1913 yılında Tersane-i Amire Haliç, Camialtı ve Taşkızak tersaneleri olmak üzere üçe ayrılmıştır. Bu üç tarihi tersaneden günümüzde yalnızca Haliç Tersanesi’nde gemi inşa ve onarım faaliyetleri gerçekleştirilmektedir. Camialtı ve Taşkızak tersaneleri, Tersane İstanbul projesi kapsamında yeniden işlevlendirilmektedir. Bu projede müzeler ve sanat galerilerinin yanı sıra otel ve rezidansların bulunması, projenin tartışılmasına neden olmaktadır.

İstanbul Sanat
Orijinal işlevini sürdürmekte olan Haliç Tersanesi, İstanbul Büyükşehir Belediyesi’nin restorasyon çalışmaları ile koruma altına alınmış ve tersane yerleşkesi içerisindeki İstanbul Sanat isimli sanat ve kültür merkezi, 3 Mart 2024 tarihinde İstanbullu sanatseverlerin ziyaretine açılmıştır. Tersanede 3 havuz ve iki kızağın yanı sıra atölyeler ve yönetim binaları bulunmaktadır. Tersanenin yakın zamandaki en ünlü konuğu, Şehir Hatları’nın en büyük ve en hızlı vapuru olan Paşabahçe vapuru olmuştur.

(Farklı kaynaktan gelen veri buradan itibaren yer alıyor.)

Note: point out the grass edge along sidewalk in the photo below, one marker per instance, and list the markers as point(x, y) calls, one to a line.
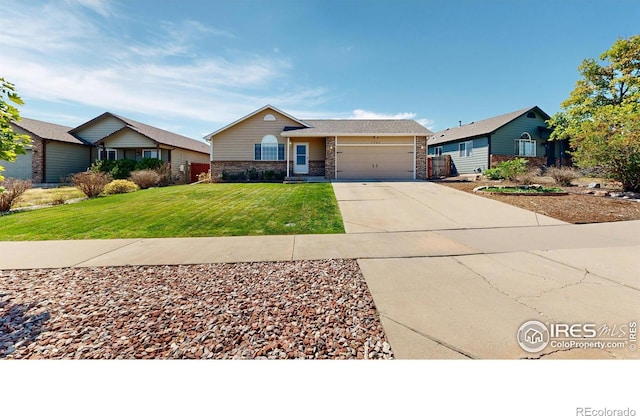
point(206, 210)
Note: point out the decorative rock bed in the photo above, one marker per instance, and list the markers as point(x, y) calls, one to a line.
point(524, 190)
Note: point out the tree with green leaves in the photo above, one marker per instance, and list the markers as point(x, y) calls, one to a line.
point(11, 143)
point(601, 117)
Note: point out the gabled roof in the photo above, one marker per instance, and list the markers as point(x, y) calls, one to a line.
point(266, 107)
point(48, 131)
point(482, 127)
point(157, 135)
point(359, 128)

1952 yılında İtalya’da inşa edilen ve uzun yıllar Adalar ve Yalova yolcuların gönlüne taht kuran Paşabahçe, 2010 yılında hizmetten alınmış ve Beykoz rıhtımına bağlanmıştır. On yılı aşkın bir süredir burada çürüyen, hatta bir ara batırılacağı söylenen tarihi gemi, Şehir Hatları İşletmesi’nin çabaları sonucu Haliç Tersanesi’nde büyük bir onarım geçirmiş, 2022 yılında tekrar seferlere başlamıştır. Haliç Tersane’nde ayrıca deniz taksileri ve belediye hizmet tekneleri inşa edilmekte, tarihi havuzlarda, sığabilecek büyüklükte her türlü deniz aracının bakımı yapılmaktadır.

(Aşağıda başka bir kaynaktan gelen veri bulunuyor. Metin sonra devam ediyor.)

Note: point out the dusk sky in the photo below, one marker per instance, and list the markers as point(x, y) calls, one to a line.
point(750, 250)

Açılış sergisi “Ah Güzel İstanbul”
Tersane yerleşkesi içinde bazı binalar İstanbul Sanat projesi kapsamında müze ve kültür merkezi olarak hizmete açılmıştır. Açılış sergisi olan “Ah Güzel İstanbul”, farklı dönemlere ait ünlü ressamların eserlerini sergilemektedir. Bu ressamlar arasında “Asker Ressamlar Kuşağı” göze çarpmaktadır. III. Selim (1785-1807) ile II. Mahmud (1898-1839) dönemlerinde Osmanlı İmparatorluğu’nun başlattığı modernleşme hareketleri en çok askeri alanda etkisini göstermiştir. 1794 yılında açılan Mühendishane-i Hümayun’da verilen perspektif, ışık-gölge ve çizim dersleri Harbiye, Bahriye ve Tıbbiye’de okuyan askeri öğrencilerin ilgilerini çekmiş ve bu öğrenciler “Asker ressamlar” olarak anılmıştır.

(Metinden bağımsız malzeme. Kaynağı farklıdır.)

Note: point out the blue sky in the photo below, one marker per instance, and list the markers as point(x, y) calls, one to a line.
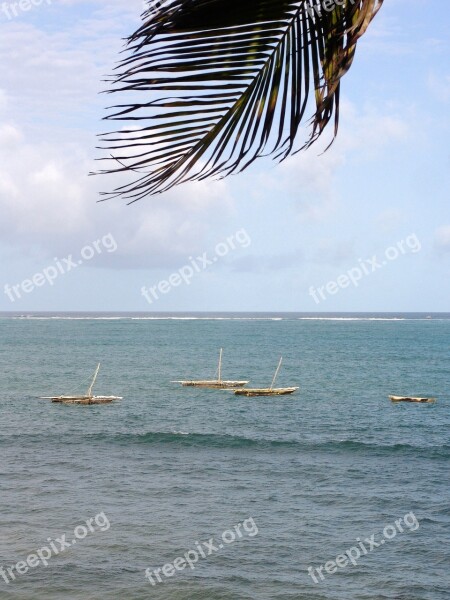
point(381, 191)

II. Mahmud’un devlet dairelerine kendi portrelerini astırması sanata olan ilgiyi tetiklemiş ve portre-silsiname geleneğinde yeni bir dönem başlatmıştır. Bu dönemde Osman Hamdi Bey, Osman Nuri Paşa, Süleyman Seyyid gibi sanatçılar Paris’e gönderilmiş ve oryantalist-akademik eğitimden geçmişlerdir.



Tanzimat (1839) ile Islahat (1856) Fermanları döneminde yurt dışına giden sanatçılar dönüşlerinde sanat derslerine hoca olarak katılmışlardır. Gene o dönemde, Paris usulü salon sergileri İstanbul’da da düzenlenmeye başlamıştır. Bütün bu gelişmeler, 1883 yılında Osman Hamdi Bey’in Sanayi-i Nefise Mektebi’ni kurması ile kurumsallaşmıştır.

Klasik atölye eğitimi modelinde eğitim veren Sanayi-i Nefise Mektebi’nden mezun olan Sami Yetik, Şevket Dağ, Hikmet Onat, İbrahim Çallı, Ahmet Ziya Akbulut gibi sanatçılar 1909 yılında, ilk sanatçı birliği girişimi olan Osmanlı Ressamları Cemiyeti’ni kurmuşlardır. Feyhaman Duran, Hüseyin Avni Lifij ve Tomas Efendi gibi sanatçıların katılması ile büyüyen girişim ile Osmanlı tarihinde ilk defa sanatçıların meslek grubu olarak sivil alanda örgütlenmesi sağlanmıştır. Bu cemiyetteki sanatçılar, Cumhuriyet kurulduktan sonra Güzel Sanatlar Akademisi’nin çekirdek kadrosunu oluşturmuşlardır.